Social news sites are becoming hot-beds of shilling. Shilling is the act of pretending to like something, in order to convince someone else to take an action. (There's a fun discussion on the talk page of the Wikipedia article named "Shill" about exactly what activity should be classed as shilling, and what activity is just lying. I tend to take an inclusive view on the subject: if you're lying to try to make someone think something is better, you're shilling.)

Niall Kennedy has a lovely blog entry about how he was able to track down the back-story on a couple of shilling attacks on the news aggreggation site digg. His article contributes two particularly fun parts of the story:

1) He carefully explains the financial motivations behind shilling this sort of health-related activity.
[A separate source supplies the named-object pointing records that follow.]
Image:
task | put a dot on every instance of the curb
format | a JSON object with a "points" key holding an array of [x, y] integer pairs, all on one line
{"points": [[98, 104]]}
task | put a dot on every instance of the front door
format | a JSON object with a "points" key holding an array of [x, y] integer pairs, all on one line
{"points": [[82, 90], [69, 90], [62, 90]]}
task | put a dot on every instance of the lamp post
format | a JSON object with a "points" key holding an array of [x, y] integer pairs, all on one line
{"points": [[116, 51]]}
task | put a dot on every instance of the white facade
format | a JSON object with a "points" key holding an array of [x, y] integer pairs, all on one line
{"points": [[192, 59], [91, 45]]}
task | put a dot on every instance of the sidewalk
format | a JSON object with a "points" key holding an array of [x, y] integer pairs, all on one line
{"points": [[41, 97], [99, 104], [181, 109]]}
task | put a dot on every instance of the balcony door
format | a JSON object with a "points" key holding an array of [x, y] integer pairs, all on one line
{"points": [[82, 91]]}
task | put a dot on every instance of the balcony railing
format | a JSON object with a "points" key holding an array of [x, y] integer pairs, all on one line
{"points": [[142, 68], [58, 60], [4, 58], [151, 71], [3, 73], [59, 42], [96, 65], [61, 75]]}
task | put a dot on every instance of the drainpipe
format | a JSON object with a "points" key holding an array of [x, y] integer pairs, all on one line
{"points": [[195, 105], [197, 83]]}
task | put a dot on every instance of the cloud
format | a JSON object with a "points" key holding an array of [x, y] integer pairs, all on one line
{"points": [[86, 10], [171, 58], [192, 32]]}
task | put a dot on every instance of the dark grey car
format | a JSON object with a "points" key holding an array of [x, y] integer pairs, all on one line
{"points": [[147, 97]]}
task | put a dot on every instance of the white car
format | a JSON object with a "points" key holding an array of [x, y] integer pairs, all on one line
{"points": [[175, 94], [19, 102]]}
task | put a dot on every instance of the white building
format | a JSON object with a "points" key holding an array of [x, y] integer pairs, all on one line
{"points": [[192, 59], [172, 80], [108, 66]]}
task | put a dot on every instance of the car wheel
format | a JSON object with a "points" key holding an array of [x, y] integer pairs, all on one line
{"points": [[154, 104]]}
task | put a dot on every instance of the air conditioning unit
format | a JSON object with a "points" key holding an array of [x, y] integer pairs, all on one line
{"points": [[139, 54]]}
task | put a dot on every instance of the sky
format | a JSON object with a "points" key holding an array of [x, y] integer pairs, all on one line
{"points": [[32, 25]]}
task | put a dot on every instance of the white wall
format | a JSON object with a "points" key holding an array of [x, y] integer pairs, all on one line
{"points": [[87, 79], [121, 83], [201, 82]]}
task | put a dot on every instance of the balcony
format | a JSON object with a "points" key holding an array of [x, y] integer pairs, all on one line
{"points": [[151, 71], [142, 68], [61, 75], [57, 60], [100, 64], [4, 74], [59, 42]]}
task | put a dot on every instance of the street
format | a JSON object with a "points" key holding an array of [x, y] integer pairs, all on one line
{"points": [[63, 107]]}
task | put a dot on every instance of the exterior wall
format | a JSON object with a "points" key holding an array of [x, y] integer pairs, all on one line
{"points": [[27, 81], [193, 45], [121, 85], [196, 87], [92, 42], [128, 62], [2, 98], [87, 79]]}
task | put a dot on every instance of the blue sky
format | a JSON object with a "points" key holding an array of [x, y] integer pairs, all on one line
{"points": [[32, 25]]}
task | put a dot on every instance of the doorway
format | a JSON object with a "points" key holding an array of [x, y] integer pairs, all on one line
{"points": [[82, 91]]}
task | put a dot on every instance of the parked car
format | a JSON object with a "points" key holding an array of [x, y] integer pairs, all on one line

The price per click is surprisingly high.

2) He observes that after an initial burst of shilling activity, most of the rest of the ratings may well have been "real". That is, the shills may have worked hard to get their entry on the digg front page, after which it stuck because of genuine interest from the community. This is something Tony Lam and I speculated about in his WWW Shilling paper, because of a result that Dan Cosley and crew had demonstrated earlier: if you tell someone they will like a recommended item, they will tend to score that item higher than they otherwise would have. (Cosley used an elegant technique: he asked people to rerate items they had previously rated, while sneakily showing them a system "prediction" on the side. When he manipulated the prediction up (or down), many users systematically rerated higher (or lower) than their original ratings.)

There are a bunch of fun issues with this last point:

1) Is it really shilling if it just helps people find something they really like? How do we define activities that serve to boost an item above a threshold for visibility if after that boost they take off organically? My tendency is to dislike the activity if it involves lying, even if only initially — but is this consistent with a social value function that most wants to find people things they will like?

2) There is a need for a more serious look at how to deal with new items in social recommender environments. There's a great paper by Avery, Resnick, and Zeckhauser that looks at the problem of building economically consistent systems that encourage users of a recommender system to spend time with new items. (I'm talking about the 1989 American Economic Review paper; while you're there, check out the recent papers on eBay: Paul and his colleagues have been making the case that lying of various types is an important component of the eBay ecosystem. Even under my broad definition many of these behaviors do not qualify as shilling, but they're still interesting examples of the Dark Side of social network behavior.) The core problem is that the new items are riskier than old items, so it's better for each individual member of the community to wait for someone else to sample the new items first.

3) Lots of other ideas; what do you think?